De volgende dag wilde wij de Blue Lagoon bezichtigen aan de overkant van de rivier, maar toen wij bij de brug aankwamen stond ons twee dingen tegen. Ten eerste moesten wij betalen om de brug over te mogen en waren de kosten voor buitenlanders 400 keer hoger dan die voor lokalen! En ten tweede was er een bordje die aangaf dat maar maximaal 3,5 ton de brug op mocht. Twee, voor ons, goede reden om niet over de brug te gaan, maar een route door de rivier te zoeken. Wij zette de auto langs de weg en gingen op zoek naar een goede plek om met de auto de oversteek te maken. Er was een pad te zien waar meerdere auto's hadden gereden en toen Roger het hele traject had gelopen en overtuigd was dat het kon, haalde hij de auto en reed de rivier in.
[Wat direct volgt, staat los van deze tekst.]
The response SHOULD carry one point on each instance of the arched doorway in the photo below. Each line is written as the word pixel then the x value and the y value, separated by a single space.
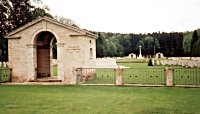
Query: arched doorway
pixel 44 53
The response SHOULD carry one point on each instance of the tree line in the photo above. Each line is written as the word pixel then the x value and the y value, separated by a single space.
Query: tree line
pixel 174 44
pixel 16 13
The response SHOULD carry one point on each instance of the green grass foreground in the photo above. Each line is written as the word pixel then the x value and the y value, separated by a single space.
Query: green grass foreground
pixel 53 99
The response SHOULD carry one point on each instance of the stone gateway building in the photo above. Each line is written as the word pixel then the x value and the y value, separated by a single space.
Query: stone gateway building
pixel 30 50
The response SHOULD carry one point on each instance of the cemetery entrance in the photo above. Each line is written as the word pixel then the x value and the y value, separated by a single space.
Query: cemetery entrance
pixel 44 52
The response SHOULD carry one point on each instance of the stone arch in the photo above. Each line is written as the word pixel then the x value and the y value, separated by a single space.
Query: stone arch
pixel 34 37
pixel 43 53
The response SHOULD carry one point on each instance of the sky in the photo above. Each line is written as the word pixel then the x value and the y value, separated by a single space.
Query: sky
pixel 130 16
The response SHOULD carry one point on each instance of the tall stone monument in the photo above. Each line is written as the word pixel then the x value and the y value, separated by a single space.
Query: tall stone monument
pixel 140 53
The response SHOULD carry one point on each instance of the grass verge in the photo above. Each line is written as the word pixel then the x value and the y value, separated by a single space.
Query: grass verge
pixel 98 99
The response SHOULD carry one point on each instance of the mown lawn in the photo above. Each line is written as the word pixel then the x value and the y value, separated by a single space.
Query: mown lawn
pixel 42 99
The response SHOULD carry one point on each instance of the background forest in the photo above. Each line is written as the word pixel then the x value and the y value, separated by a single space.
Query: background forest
pixel 16 13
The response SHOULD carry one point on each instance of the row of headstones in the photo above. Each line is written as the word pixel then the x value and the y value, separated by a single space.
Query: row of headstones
pixel 156 62
pixel 3 64
pixel 184 63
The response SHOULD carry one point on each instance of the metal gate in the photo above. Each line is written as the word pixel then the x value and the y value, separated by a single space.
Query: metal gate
pixel 5 75
pixel 144 76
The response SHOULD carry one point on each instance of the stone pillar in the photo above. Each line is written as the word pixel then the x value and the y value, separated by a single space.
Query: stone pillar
pixel 119 76
pixel 60 57
pixel 169 76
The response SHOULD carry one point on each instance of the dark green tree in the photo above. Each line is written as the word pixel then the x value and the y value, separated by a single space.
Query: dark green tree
pixel 193 41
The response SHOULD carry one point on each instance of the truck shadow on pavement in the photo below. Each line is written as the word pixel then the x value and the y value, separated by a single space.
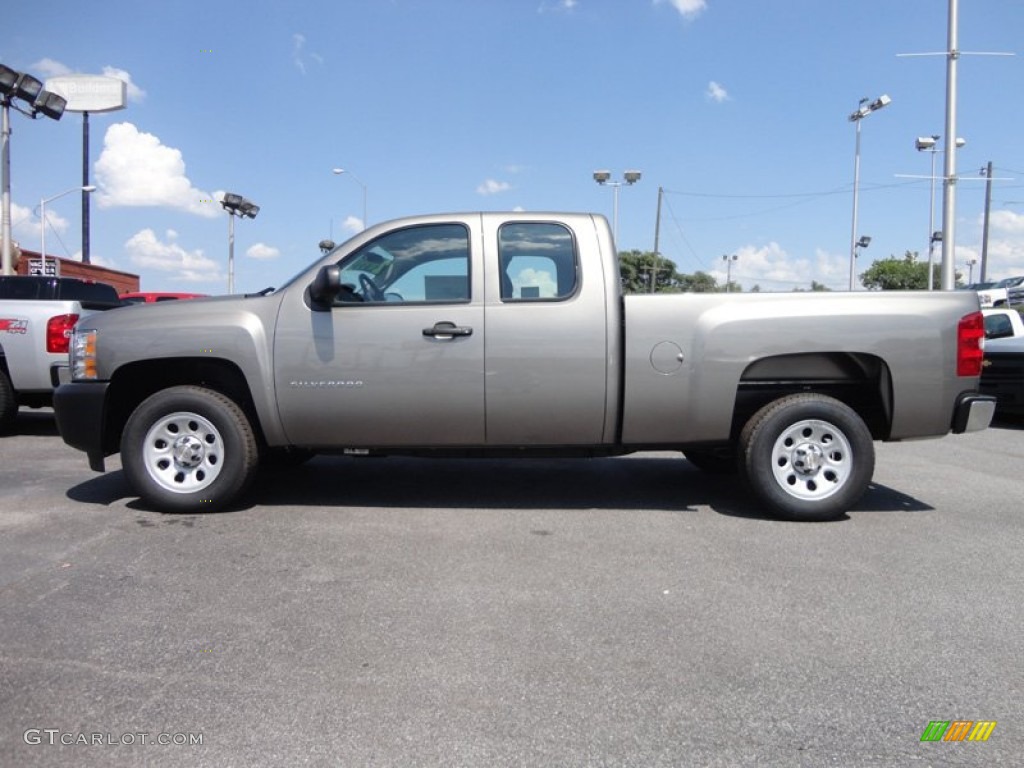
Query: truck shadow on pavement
pixel 668 483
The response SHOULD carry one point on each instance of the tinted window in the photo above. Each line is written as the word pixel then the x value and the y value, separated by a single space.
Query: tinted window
pixel 428 263
pixel 538 261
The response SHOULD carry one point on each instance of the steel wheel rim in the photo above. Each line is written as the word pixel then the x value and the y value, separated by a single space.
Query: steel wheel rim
pixel 812 460
pixel 183 453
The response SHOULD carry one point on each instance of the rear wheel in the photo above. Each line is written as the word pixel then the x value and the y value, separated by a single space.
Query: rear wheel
pixel 807 456
pixel 188 450
pixel 8 403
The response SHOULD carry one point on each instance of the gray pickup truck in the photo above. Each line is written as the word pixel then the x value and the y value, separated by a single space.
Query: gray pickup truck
pixel 507 334
pixel 36 316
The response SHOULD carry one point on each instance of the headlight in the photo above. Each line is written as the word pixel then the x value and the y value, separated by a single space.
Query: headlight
pixel 83 355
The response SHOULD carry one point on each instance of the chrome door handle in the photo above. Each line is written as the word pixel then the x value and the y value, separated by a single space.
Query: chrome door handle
pixel 446 330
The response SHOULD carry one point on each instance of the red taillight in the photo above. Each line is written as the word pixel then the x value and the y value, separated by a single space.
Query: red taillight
pixel 58 332
pixel 970 344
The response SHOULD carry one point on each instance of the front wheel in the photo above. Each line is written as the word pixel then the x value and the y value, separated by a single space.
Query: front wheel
pixel 8 403
pixel 809 457
pixel 188 450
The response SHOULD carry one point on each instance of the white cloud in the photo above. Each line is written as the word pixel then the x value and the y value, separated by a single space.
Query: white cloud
pixel 352 224
pixel 146 251
pixel 686 8
pixel 135 169
pixel 262 251
pixel 717 93
pixel 298 54
pixel 774 269
pixel 491 186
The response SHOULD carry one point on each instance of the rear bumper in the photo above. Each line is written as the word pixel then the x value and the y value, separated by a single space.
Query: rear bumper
pixel 81 413
pixel 973 413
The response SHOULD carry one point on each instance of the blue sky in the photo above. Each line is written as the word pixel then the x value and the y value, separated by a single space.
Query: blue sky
pixel 736 108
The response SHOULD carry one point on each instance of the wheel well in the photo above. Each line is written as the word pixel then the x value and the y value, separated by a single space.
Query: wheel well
pixel 861 381
pixel 134 382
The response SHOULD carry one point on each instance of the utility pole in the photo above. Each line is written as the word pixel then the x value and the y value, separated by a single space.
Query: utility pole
pixel 987 170
pixel 657 233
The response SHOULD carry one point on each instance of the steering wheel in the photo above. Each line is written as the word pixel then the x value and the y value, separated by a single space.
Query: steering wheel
pixel 371 291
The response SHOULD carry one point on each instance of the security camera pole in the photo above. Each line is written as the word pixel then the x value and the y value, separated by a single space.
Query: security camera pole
pixel 865 108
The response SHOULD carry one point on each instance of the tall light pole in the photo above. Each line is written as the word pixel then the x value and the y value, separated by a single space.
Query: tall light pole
pixel 18 86
pixel 236 205
pixel 729 260
pixel 42 220
pixel 338 172
pixel 928 143
pixel 865 108
pixel 604 179
pixel 949 166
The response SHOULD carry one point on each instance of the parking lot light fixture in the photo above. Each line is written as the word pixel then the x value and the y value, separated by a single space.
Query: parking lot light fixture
pixel 236 205
pixel 16 86
pixel 604 179
pixel 865 108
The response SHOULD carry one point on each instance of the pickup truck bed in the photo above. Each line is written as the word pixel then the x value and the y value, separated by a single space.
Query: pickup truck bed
pixel 36 316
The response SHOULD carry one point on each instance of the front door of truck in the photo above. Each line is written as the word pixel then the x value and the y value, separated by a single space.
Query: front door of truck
pixel 398 358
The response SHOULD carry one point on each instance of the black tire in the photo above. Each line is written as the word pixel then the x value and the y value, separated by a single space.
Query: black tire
pixel 188 450
pixel 713 461
pixel 8 403
pixel 808 457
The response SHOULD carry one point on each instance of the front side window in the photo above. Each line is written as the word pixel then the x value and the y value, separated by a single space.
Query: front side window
pixel 428 263
pixel 537 261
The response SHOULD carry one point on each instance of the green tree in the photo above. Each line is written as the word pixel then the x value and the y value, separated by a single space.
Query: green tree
pixel 636 269
pixel 899 274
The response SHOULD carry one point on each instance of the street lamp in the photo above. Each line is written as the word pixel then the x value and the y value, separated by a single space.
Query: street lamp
pixel 42 221
pixel 865 108
pixel 604 179
pixel 728 270
pixel 928 143
pixel 236 205
pixel 18 86
pixel 338 172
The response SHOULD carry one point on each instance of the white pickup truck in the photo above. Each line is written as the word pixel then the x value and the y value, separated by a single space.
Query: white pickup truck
pixel 507 334
pixel 36 317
Alleen aan de overkant werd het een beetje diep en dus ook spannend, maar in principe reed Roger zonder problemen naar de overkant. Op de terrassen van de vele resorts stonden hordes vakantiegangers te kijken wat wij deden en overal zagen wij de spiegelreflex camera's tevoorschijn komen en ons in het visier nemen. Wat waren wij trots op onze auto!
Wij reden door naar de Blue Lagoon waar een mooie grot te zien was en een blauwe Lagoon, om in te zwemmen. Het zou een perfecte overnachtingsplek zijn, maar wij wilde een nacht aan het de rivier camperen, aan de overkant van Vang Vieng. Wij hadden vanaf onze guesthouse gezien dat er een strandje was (N 18° 55.404, E 102° 26.694). Wij zetten de auto op het strandje neer en Roger ging gelijk hout sprokkelen voor een campvuurtje. Wij keken uit op de resorts en de mensen in de resorts keken uit op ons campeeradvontuurtje. Voor dat het donker was hadden wij een mooi vuurtje branden en maakte ik de kip klaar voor op de bbq. Het was lang geleden dat wij zo hadden gestaan.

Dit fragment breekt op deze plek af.